Ned made it up to the highway first, then leaned over to help Clara.
Teague came around the back of his truck and reached down to me. We clasped wrists and my abused feet barely touched the surface as he hauled me up.
“You look like hell.” He gazed down at me. “Trying out for a season of Survivor?”
I continued the motion his hauling started by stepping into him and hugging him. “Thank you.”
He held on, his breath stirring my hair as he teased, “For the compliment?”
“For Gracie and LuLu.”
He felt solid and reliable and oh, so good.
He felt like somebody I was lying to.
My arms dropped from around him. His didn’t release me.
“How did you do it?” I asked as I stepped back.
“I held onto Murph’s leash, opened the back door, let him bark, and they came straight for us. Jumped right into the back seat of the truck like flowing water. Only hitch was getting the door closed without catching any of the wagging tails.”
That explained the smear of mud across his noise and one cheek. I raised a hand to rub it away, then dropped it.
Instead, I said, “You’ve got mud on your face.”
“You’ve got mud everywhere.”
He was right.
Also one of my feet was bleeding. Clara’s face and both of Ned’s arms had oozing scratches.
“C’mon, everybody get in the truck and we’ll get the two escapees back and get you all cleaned up.”
Saying, “This is all my fault because I let them get out,” Ned insisted on sitting in back with the three dogs, two of them even muddier than we were and all of them vying to sit in his lap.
Clara pushed me into the front seat of the truck cab ahead of her, then nudged me over until I was flush agai
nst Teague’s side.
I gave her a dirty look, but she pretended to be busy fastening her seat belt.
She had to ease up pushing against me to let me fasten mine, but as soon as it was clicked, I was shoved back to his side. His warm, solid, muscled side.
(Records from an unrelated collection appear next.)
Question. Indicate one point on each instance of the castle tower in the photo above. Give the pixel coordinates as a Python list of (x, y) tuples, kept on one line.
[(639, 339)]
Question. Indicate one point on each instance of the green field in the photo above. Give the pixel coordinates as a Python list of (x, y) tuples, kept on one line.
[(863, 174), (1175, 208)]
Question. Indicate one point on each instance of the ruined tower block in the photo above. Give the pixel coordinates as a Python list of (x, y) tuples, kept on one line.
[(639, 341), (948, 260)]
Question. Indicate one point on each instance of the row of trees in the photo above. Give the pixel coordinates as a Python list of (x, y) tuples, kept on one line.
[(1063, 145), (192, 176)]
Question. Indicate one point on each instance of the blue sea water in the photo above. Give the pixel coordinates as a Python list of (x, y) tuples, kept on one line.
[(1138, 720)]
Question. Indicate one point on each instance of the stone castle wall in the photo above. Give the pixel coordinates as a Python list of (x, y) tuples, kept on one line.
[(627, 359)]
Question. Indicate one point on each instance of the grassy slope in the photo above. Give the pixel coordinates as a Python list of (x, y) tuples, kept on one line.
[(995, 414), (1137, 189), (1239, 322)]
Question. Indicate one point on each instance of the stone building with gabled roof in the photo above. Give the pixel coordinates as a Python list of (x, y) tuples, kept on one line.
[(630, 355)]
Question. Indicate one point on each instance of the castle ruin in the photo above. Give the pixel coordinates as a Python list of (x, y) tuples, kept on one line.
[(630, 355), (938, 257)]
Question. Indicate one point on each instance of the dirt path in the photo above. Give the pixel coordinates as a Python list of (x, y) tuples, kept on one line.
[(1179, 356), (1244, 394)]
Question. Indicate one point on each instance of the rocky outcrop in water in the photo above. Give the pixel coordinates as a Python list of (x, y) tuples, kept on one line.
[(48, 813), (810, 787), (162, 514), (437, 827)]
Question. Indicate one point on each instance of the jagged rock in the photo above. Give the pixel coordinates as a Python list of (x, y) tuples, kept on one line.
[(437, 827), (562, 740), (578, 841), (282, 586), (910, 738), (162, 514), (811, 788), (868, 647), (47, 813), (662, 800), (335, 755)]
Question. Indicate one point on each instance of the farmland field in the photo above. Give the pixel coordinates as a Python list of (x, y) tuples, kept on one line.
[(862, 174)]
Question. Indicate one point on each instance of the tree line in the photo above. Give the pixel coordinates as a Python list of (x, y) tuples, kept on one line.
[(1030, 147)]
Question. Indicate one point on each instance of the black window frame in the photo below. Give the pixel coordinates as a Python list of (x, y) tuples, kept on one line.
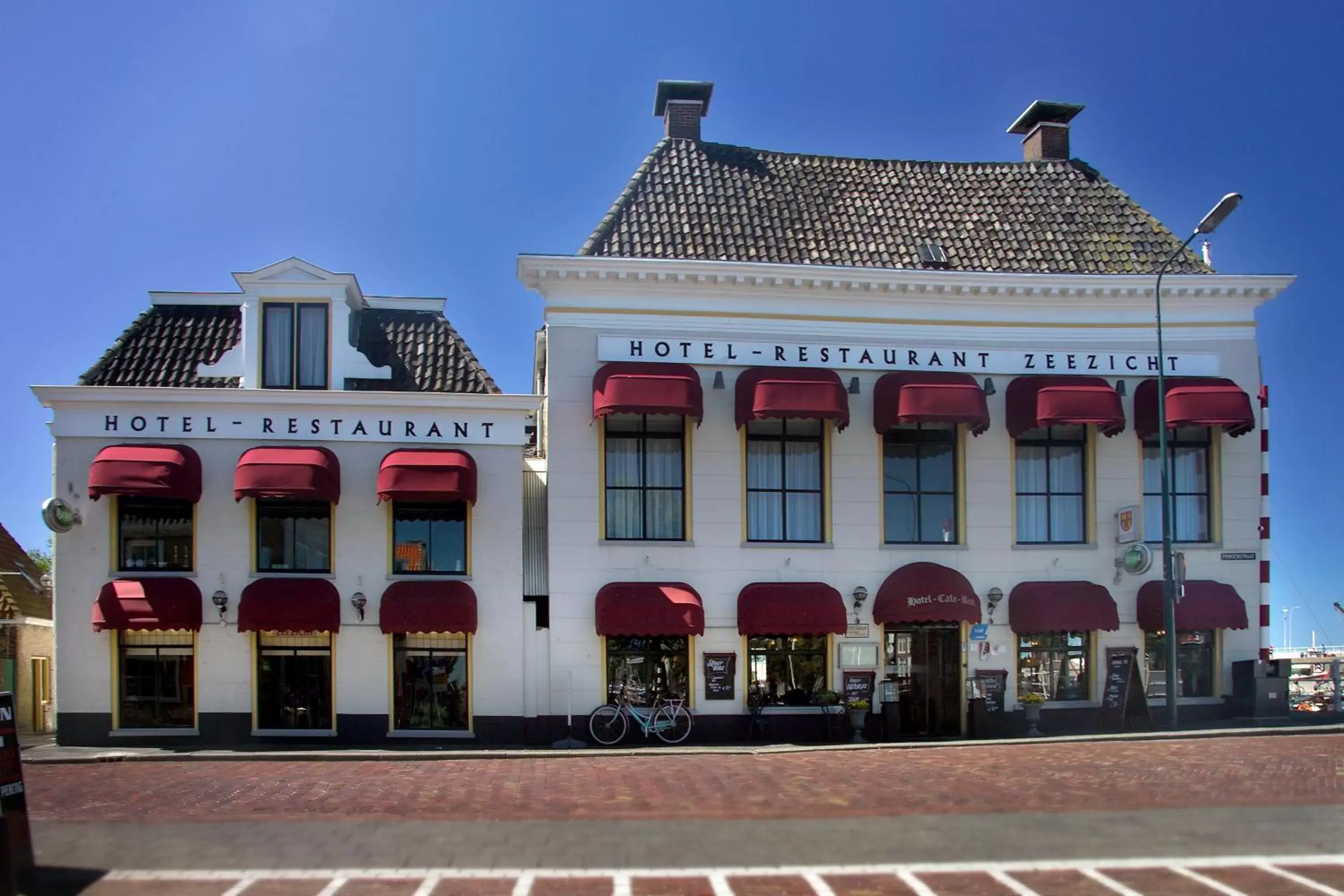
[(429, 507), (293, 507), (922, 435), (784, 437), (1066, 650), (756, 649), (1050, 441), (1179, 439), (295, 342), (643, 436), (163, 508)]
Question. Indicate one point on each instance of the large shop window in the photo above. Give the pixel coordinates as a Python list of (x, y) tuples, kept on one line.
[(1194, 663), (646, 476), (920, 484), (154, 534), (429, 538), (295, 346), (293, 536), (293, 681), (785, 480), (429, 681), (787, 669), (1054, 664), (1050, 482), (651, 665), (1189, 472), (156, 680)]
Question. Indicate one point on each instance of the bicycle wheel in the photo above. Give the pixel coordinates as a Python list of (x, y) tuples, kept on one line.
[(672, 723), (608, 724)]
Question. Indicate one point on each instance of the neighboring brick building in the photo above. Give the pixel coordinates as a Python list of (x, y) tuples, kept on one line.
[(27, 638)]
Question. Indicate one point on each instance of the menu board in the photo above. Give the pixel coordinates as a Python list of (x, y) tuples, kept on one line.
[(858, 685), (14, 802), (721, 675)]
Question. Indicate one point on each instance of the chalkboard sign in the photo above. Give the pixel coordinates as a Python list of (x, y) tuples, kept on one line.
[(1123, 695), (721, 675), (858, 685), (14, 802)]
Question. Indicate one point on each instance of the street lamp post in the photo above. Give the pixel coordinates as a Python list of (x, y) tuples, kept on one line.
[(1207, 226)]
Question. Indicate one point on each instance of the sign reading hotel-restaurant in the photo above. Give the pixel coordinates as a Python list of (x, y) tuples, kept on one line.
[(338, 425), (900, 358)]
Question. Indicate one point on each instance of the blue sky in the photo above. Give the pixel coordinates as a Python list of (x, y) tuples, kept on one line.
[(422, 146)]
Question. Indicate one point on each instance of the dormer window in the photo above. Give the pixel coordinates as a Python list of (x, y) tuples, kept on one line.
[(295, 338)]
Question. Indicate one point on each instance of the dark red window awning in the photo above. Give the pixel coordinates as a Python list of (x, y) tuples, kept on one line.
[(792, 393), (648, 609), (1062, 606), (628, 388), (1194, 402), (925, 593), (428, 606), (289, 605), (1055, 401), (428, 474), (1207, 605), (147, 470), (933, 397), (302, 473), (791, 607), (147, 605)]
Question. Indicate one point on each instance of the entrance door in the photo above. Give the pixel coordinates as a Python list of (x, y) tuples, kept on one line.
[(925, 661)]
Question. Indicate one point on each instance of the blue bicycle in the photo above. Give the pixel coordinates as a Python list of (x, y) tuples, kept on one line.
[(668, 719)]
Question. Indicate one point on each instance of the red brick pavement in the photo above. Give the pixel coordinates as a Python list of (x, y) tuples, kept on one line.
[(1039, 777)]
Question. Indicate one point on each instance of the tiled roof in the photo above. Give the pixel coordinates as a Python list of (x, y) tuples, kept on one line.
[(166, 345), (25, 590), (717, 202)]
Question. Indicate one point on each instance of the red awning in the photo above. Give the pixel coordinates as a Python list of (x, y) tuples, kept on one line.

Teague glanced at me, but said nothing, as he returned his attention to driving. Specifically doing a spritely U-turn to head to Clara and Ned’s.
* * * *
We hosed down as best we could outside, Clara, Ned, me, Gracie and LuLu. Even Teague and Murphy needed a little cleanup.
I left Gracie, with her leash hooked to the railings of the deck, so she’d dry out.
All the dogs were secured that way, in a taking no chances precaution of the closing the barn door after the horse is out variety.
Especially since Gracie and LuLu were now happily exhausted. I borrowed old towels and rugs to protect my car from my soggy clothes. At home, they went right in the washer and I went right in the shower.
Clean hair, clean body, clean clothes did wonders. Bandages on my foot protected the scrapes that had been bleeding, adding a challenge to finding shoes. But I overcame that and headed back to Clara and Ned’s.
Going around back, I found Teague sitting on the deck with the three snoozing dogs. He had his legs stretched out, crossed at the ankle and the glass of ice water balanced on his flat abdomen.
He looked—
“Where are Clara and Ned?” I asked instead of finishing my thought.
“Inside. Showering.”
Just then, giggling came through to us from inside, accompanied by a deeper chuckle.
Our gazes, connected during the mundane earlier exchange, caught. And held.
He grinned slightly, both appreciating their pleasure and acknowledging the awkwardness of overhearing it.
Did it also acknowledge an awareness between…?
The reminder on my phone went off. Saved by a ringtone.
I shouted, “Clara, we have to leave or we’ll be late for our appointment. Our appointment in Indianapolis.”